きっと…こんな事を櫂翔に知られたら嫌われる。
今日、初めて会ったばかりの人だけど、櫂翔の事が気になっていた。
たぶん…一目惚れ…。
でも…私は…好きになったらダメ…。
こんな汚い…私なんて…嫌われる…。
そう考え、自分の気持ちに蓋をする。
ポケットから携帯を取りだし、櫂翔のアドレスを眺める…。
「……櫂翔……。」
呟いた時、ドアが叩かれた。
ビクッとして相手が声をかけるまで待った。
「おい李遠!開けろ。
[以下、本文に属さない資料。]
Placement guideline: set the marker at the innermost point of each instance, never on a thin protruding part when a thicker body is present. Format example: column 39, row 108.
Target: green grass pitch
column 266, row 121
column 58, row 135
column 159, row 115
」
声の主は叔父さん達の子供で、私の従兄弟…涼だった。
その声を聞いた私は、無意識の内に身体が震えだし、自分の身体を抱き締めた。
返事をしないでいると、ドンドンと叩かれる。
「ちっ!李遠!!」
しばらくすると涼は諦めたのか、気配がなくなった。
まだ震える身体を抱き締めながら、今日は部屋から出ない事を決めた。
幸い部屋にはシャワーもトイレもある。
叔父さんは一応社長みたいで、家は豪邸だったから。
とりあえず、制服から着替えベッドに横になり、いつの間にか眠っていた。